Rating: Summary: GREAT BOOK! Review: Loved it, couldn't put it down, he's a talented writer that keeps the pace moving enough to maintain reader interest, and enough so that you are sorry to see the book end. Looking forward to more from him!
Rating: Summary: Storyline that keeps you guessing..... Review: The twists and turns that book takes is wonderful and keeps you guessing. Being from Natchez, it was neat to be able to picture the places that were talked about in the book. Though the book is fiction, the places talked about in the book are real. Iles did a good job with description and accurately portrayed that part of the south. This book puts you right in the middle of Natchez in a tough racial battle, and you are liable to get lost in the book, due to the realism and the fast, exciting storyline.

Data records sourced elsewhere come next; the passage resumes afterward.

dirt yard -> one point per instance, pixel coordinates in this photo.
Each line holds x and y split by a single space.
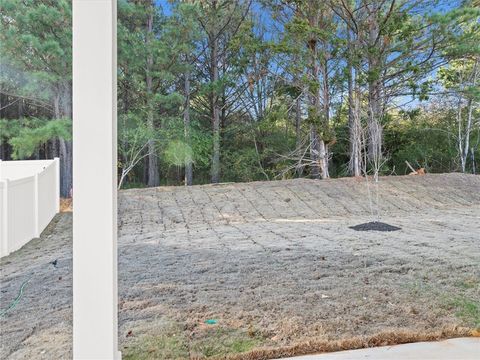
264 270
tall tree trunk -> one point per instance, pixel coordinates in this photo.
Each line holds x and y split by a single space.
298 135
375 113
65 148
153 171
215 111
325 121
186 124
468 128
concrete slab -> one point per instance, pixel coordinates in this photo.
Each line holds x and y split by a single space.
452 349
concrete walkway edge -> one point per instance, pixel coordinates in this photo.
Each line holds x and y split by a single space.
452 349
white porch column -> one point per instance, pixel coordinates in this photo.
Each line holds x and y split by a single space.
94 180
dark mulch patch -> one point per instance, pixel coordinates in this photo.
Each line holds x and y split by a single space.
374 226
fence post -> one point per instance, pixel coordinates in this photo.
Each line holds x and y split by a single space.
4 220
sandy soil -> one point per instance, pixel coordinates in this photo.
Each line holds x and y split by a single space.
274 264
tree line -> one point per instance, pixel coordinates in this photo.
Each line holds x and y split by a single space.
243 90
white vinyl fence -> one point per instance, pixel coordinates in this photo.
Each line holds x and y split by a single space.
29 199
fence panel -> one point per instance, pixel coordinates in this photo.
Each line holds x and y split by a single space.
29 199
47 198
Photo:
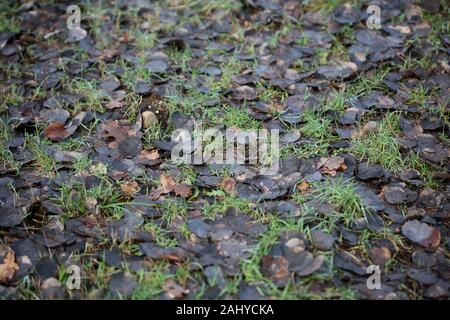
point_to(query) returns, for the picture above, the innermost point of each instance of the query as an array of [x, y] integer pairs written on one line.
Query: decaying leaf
[[56, 132], [303, 186], [331, 165], [167, 185], [149, 154], [174, 290], [228, 185], [114, 133], [8, 268], [130, 187]]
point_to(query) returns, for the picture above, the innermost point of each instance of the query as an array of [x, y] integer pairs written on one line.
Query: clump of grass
[[151, 281], [305, 151], [252, 273], [173, 208], [341, 194], [161, 235], [6, 156], [42, 159], [145, 40], [93, 98], [225, 201], [366, 83], [11, 96], [381, 146], [73, 199], [317, 126], [234, 117], [8, 18]]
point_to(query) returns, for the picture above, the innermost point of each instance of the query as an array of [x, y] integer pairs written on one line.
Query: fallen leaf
[[228, 185], [56, 132], [150, 154], [168, 184], [331, 165], [303, 186], [8, 267], [113, 104], [174, 290], [130, 187], [114, 133], [182, 190]]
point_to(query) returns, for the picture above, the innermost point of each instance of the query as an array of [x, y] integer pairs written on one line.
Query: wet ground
[[92, 206]]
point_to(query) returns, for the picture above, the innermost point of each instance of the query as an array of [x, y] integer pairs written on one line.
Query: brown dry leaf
[[56, 132], [114, 133], [8, 267], [113, 104], [130, 187], [228, 185], [303, 186], [150, 154], [174, 290], [182, 190], [331, 165], [168, 184]]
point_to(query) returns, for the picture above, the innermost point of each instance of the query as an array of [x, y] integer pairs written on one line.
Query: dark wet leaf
[[422, 233]]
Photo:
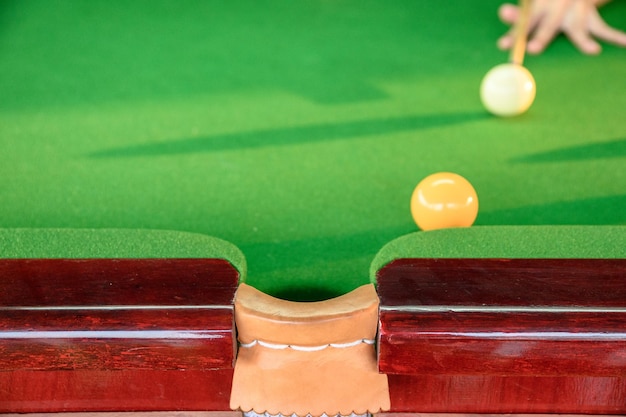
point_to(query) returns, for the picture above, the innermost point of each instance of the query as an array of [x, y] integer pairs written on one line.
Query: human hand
[[579, 20]]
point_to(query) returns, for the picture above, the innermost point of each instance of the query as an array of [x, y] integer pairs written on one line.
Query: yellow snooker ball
[[444, 200], [508, 90]]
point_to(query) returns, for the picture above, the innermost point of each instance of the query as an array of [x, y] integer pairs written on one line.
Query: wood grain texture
[[504, 336], [116, 334], [135, 390], [507, 395]]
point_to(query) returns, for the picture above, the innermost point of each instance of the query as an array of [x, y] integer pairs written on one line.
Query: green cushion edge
[[116, 243], [596, 242]]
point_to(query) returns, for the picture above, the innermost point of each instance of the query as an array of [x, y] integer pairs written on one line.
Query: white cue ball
[[507, 90]]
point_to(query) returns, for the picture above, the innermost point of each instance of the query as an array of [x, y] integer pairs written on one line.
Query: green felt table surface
[[295, 130]]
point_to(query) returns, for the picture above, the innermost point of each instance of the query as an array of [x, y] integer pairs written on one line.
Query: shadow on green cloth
[[604, 150], [290, 135], [590, 211]]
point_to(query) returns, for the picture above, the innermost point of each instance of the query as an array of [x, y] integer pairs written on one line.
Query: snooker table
[[280, 142]]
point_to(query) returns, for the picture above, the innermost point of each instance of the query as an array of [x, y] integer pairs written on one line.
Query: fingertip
[[534, 47], [591, 48], [508, 13]]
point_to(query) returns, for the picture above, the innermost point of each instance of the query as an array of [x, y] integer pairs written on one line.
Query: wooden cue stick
[[521, 33]]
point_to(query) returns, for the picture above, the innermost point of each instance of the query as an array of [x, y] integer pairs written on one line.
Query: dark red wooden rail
[[116, 334], [504, 336]]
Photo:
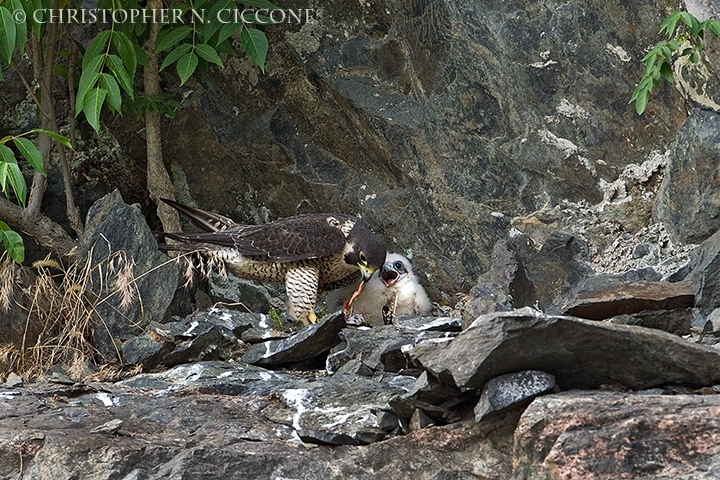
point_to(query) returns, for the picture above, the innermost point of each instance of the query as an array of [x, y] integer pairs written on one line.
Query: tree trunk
[[159, 183]]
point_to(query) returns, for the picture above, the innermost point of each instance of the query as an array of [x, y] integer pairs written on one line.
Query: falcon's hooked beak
[[367, 272]]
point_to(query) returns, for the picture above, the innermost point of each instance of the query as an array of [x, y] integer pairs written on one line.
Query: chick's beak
[[367, 272]]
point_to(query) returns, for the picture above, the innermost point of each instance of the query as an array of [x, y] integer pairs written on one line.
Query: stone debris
[[629, 298], [579, 353], [512, 390]]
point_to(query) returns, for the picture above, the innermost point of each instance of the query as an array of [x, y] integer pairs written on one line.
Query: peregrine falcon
[[394, 286], [311, 253]]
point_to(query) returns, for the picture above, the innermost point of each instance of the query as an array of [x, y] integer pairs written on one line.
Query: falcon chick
[[311, 253], [394, 286]]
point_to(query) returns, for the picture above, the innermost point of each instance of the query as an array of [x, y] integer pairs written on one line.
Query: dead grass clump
[[61, 305]]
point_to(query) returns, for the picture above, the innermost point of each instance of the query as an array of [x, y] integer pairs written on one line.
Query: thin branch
[[158, 181], [43, 229], [28, 88]]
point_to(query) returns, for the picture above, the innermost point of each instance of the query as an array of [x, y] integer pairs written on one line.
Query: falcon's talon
[[310, 253]]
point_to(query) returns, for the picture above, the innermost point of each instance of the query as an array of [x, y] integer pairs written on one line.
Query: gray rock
[[381, 348], [428, 324], [677, 321], [306, 345], [117, 236], [628, 298], [579, 353], [512, 390], [503, 287], [558, 270], [181, 428], [435, 161], [149, 347], [688, 203], [703, 271], [605, 436], [13, 380]]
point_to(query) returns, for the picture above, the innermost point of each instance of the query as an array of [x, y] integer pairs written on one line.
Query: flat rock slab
[[579, 353], [173, 425], [513, 390], [610, 436], [339, 408], [305, 345], [628, 298]]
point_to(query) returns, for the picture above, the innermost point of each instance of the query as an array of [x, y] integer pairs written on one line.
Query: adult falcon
[[311, 253]]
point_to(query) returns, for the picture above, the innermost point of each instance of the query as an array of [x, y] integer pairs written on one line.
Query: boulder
[[628, 298], [688, 202], [606, 436], [303, 346], [579, 353], [503, 287], [703, 271], [512, 391], [121, 249]]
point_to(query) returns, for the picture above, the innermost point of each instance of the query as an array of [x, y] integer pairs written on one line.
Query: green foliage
[[110, 61], [12, 180], [109, 68], [684, 39], [12, 241]]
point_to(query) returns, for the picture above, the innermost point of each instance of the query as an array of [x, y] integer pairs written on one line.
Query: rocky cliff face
[[436, 121]]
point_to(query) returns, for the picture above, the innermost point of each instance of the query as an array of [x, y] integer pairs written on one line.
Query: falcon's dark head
[[367, 250], [395, 268]]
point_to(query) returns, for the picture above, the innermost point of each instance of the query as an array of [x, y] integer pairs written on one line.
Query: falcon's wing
[[295, 238]]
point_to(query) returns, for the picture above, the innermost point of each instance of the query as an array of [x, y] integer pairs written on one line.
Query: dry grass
[[61, 303]]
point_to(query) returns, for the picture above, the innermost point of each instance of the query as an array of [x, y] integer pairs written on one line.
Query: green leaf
[[88, 80], [214, 23], [126, 50], [17, 182], [31, 7], [666, 72], [96, 47], [20, 28], [261, 4], [118, 68], [186, 66], [12, 241], [6, 155], [93, 105], [668, 25], [713, 25], [7, 35], [255, 44], [175, 55], [208, 53], [55, 136], [114, 99], [31, 154], [141, 56], [173, 37]]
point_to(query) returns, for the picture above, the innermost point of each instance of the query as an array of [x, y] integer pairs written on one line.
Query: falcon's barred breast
[[311, 253]]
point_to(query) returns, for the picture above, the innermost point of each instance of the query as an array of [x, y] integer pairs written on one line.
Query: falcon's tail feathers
[[196, 241], [210, 222]]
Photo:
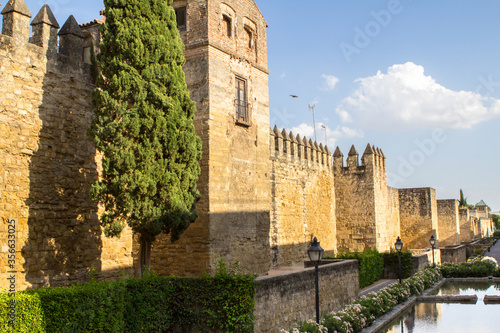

Rating: Summary: THE GAME'S AFOOT Review: Greg Iles has turned into one of my favorite authors; his style is very original. Iles also has the rare ability to write scenes that are extremely "human" and believable. In this outing, Iles introduces us to Penn Cage (a character he later resurrects in "Sleep No More'), an idealistic lawyer who is trying to cope with the death of his young wife, and raising his eight year old daughter in her absence. His return to his Mississippi home involves him in a twenty year old murder that hints at the involvement of a local political bigwig, who just happens to be the father of the girl Penn loved while in college. Iles doesn't totally make the mark in this book, however. It seems a little too long, and sometimes the pacing slows the suspense down. Also, I found Penn's undying love for Livy rather absurd, considering what she did to him, and how she acts in the big trial scene. He also doesn't take long to get the hots for Caitlin, the reporter. His wife only gone for seven months, seems like his hormonal juices are flowing a little too quickly. With that flaw aside, the rest of the book is devastating in some of its scenes. The death or Ruby is crushing, and handled beautifully by Iles. RECOMMENDED.